Biden administration officials are calling for action after Hurricane Ida left a trail of eye-popping decimation across multiple states in its wake.
“These once-in-a-century storms are starting to come almost every other year,” White House senior advisor Cedric Richmond said on ABC’s “This Week.” “They’re bigger, stronger. They wreak more havoc. If you look at New York, New Jersey and Pennsylvania. People should see what climate change is doing. We’re going to address that in our legislation.”
“Now we need Congress to come along with us to protect the American people and invest in them,” he added.
Democrats hope to include historic climate change mitigation in the reconciliation package, particularly the Clean Electricity Payment Program, which would help achieve 80 percent clean electricity by 2030.
Sen.
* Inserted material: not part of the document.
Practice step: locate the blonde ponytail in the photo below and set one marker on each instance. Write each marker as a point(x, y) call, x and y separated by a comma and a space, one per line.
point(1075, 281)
Joe Manchin (D-WV), though, raised Democratic blood pressure last week with an op-ed where he threatened the entire Democratic agenda by insisting that the reconciliation process be slowed and its price tag potentially be lowered. If the reconciliation package and bipartisan infrastructure bill become de-linked, it threatens the future of both pieces of legislation. And if Manchin insists on serious cuts to the price of reconciliation, which will mean that some policies get dropped or shrunk, he may trigger a progressive rebellion.
Richmond, for his part, did not express concern.
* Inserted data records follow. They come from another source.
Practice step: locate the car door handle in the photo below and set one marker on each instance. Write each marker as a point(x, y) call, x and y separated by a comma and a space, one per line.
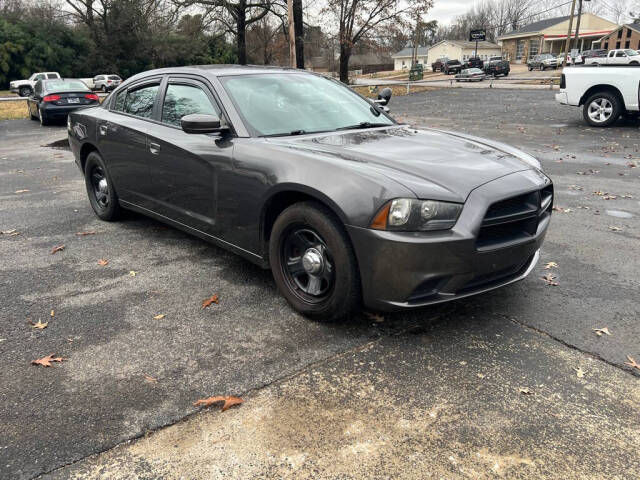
point(154, 148)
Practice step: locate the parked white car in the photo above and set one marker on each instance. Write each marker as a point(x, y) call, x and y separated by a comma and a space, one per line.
point(616, 57)
point(604, 93)
point(25, 87)
point(106, 82)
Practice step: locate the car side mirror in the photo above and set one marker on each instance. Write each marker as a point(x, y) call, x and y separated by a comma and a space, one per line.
point(202, 123)
point(384, 96)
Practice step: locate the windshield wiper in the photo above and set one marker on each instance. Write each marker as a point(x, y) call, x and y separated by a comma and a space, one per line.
point(365, 125)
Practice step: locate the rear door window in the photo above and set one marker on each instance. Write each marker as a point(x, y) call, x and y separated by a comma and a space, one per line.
point(139, 102)
point(185, 99)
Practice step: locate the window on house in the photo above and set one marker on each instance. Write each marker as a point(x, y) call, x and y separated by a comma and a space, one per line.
point(519, 49)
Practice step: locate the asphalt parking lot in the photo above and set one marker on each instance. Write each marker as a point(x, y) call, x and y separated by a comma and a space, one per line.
point(512, 384)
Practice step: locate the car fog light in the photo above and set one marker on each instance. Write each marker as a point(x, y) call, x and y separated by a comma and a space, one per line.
point(399, 212)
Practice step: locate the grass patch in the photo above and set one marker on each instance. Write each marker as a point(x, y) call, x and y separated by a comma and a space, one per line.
point(13, 110)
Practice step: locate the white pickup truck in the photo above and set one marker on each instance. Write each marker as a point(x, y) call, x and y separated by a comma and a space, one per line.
point(605, 93)
point(25, 87)
point(616, 57)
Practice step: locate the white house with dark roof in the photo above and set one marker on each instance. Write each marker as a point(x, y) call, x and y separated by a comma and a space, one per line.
point(402, 59)
point(550, 36)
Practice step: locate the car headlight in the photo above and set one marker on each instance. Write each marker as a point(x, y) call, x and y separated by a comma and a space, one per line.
point(412, 215)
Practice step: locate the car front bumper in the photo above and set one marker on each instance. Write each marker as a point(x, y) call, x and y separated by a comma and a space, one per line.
point(401, 270)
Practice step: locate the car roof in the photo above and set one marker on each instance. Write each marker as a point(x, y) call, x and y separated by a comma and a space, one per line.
point(218, 70)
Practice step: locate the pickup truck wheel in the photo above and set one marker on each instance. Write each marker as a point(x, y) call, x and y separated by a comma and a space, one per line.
point(313, 263)
point(602, 109)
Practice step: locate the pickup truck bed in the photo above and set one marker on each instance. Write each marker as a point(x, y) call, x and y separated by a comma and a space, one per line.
point(605, 93)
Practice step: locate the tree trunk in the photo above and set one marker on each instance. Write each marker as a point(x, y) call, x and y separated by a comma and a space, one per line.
point(241, 27)
point(299, 30)
point(345, 54)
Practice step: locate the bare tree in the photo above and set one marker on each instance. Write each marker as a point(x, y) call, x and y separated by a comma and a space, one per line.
point(356, 19)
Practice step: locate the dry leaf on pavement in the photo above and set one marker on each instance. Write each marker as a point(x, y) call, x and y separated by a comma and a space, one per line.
point(46, 361)
point(209, 301)
point(601, 331)
point(632, 363)
point(40, 325)
point(228, 402)
point(59, 248)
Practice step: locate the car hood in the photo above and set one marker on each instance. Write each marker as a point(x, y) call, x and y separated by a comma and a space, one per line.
point(431, 163)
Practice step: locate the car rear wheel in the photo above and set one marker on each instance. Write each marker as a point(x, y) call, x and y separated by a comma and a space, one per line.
point(602, 109)
point(313, 263)
point(100, 190)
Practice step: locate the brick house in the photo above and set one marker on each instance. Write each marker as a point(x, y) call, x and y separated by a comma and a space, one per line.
point(626, 36)
point(550, 36)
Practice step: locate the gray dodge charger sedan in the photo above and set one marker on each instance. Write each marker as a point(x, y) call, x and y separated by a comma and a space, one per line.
point(297, 173)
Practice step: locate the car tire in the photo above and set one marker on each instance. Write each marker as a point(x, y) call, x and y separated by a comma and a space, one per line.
point(602, 109)
point(308, 235)
point(100, 188)
point(44, 121)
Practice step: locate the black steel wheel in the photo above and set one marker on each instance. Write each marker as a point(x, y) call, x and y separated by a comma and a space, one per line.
point(100, 189)
point(313, 262)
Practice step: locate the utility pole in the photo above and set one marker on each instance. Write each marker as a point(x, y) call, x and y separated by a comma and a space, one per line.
point(568, 46)
point(292, 34)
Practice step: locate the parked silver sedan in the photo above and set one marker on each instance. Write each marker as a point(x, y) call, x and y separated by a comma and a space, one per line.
point(471, 75)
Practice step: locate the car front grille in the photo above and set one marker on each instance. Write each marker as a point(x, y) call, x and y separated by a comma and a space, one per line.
point(514, 220)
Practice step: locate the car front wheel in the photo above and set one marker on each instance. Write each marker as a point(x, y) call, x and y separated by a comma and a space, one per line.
point(602, 109)
point(100, 190)
point(313, 263)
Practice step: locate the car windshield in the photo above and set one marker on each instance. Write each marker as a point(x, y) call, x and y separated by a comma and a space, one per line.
point(64, 85)
point(296, 103)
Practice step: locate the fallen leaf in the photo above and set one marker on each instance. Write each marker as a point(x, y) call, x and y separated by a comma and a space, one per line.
point(46, 361)
point(228, 402)
point(209, 301)
point(376, 317)
point(632, 363)
point(601, 331)
point(59, 248)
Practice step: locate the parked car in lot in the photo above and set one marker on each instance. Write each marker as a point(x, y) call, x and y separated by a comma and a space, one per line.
point(496, 67)
point(297, 172)
point(106, 83)
point(474, 62)
point(452, 66)
point(470, 75)
point(616, 57)
point(24, 88)
point(543, 61)
point(54, 99)
point(605, 93)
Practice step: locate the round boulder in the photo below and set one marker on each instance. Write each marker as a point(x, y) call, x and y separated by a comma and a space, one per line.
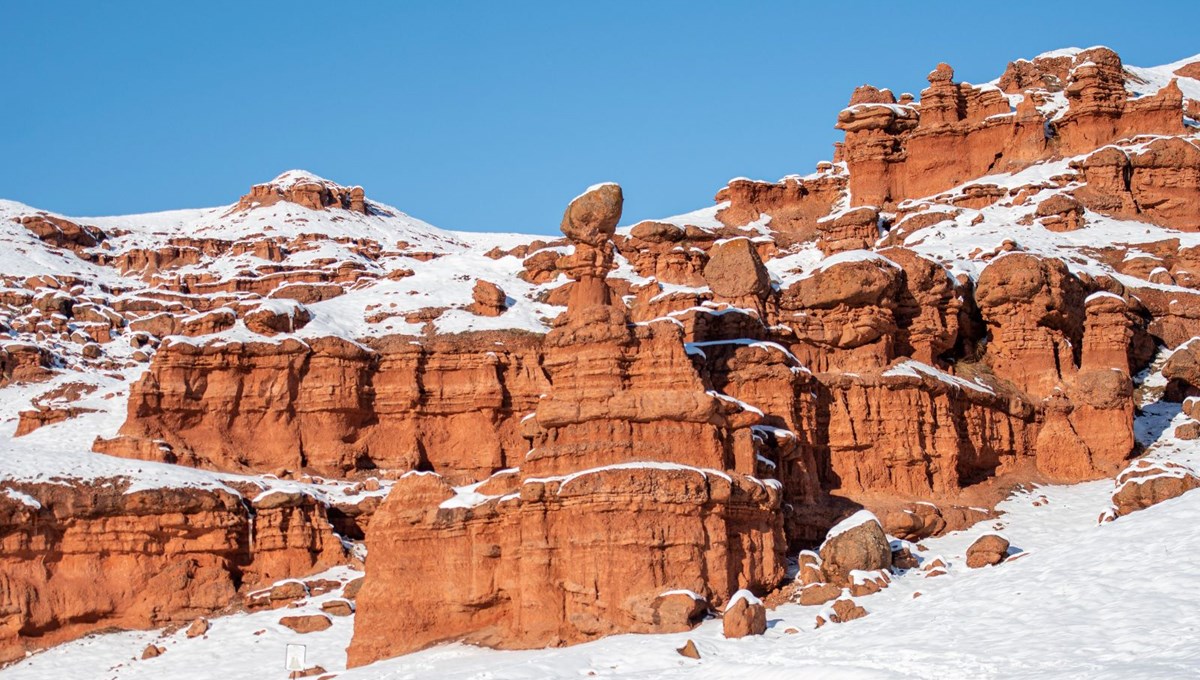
point(592, 217)
point(857, 542)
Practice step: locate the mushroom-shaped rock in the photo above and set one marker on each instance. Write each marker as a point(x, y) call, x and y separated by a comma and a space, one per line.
point(592, 217)
point(1149, 482)
point(989, 549)
point(855, 543)
point(744, 615)
point(489, 299)
point(735, 270)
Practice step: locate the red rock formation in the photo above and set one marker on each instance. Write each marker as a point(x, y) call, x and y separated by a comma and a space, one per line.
point(852, 230)
point(795, 204)
point(78, 559)
point(1159, 185)
point(628, 444)
point(1149, 482)
point(959, 132)
point(843, 314)
point(335, 407)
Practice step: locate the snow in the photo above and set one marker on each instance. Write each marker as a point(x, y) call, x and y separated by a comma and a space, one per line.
point(631, 465)
point(749, 597)
point(918, 369)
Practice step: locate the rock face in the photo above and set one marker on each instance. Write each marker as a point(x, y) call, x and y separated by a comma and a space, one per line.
point(959, 132)
point(895, 331)
point(77, 559)
point(334, 407)
point(1145, 483)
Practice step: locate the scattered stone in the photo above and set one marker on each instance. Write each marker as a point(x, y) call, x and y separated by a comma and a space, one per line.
point(306, 623)
point(819, 594)
point(989, 549)
point(744, 615)
point(689, 650)
point(153, 651)
point(198, 627)
point(337, 607)
point(855, 543)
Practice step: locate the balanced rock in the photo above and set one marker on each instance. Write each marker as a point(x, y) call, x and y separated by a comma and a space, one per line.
point(592, 217)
“It’s not abnormal for this to happen in the legislative process,” he said.
Biden’s FEMA administrator also took to the Sunday circuit, pointing to the destructive hurricane as proof that real action on climate change is desperately needed.
“This is the crisis of our generation, these impacts that we’re seeing from climate change, and we have to act now to try to protect against the future risks that we’re going to face,” administrator Deanne Criswell said on “Fox News Sunday.”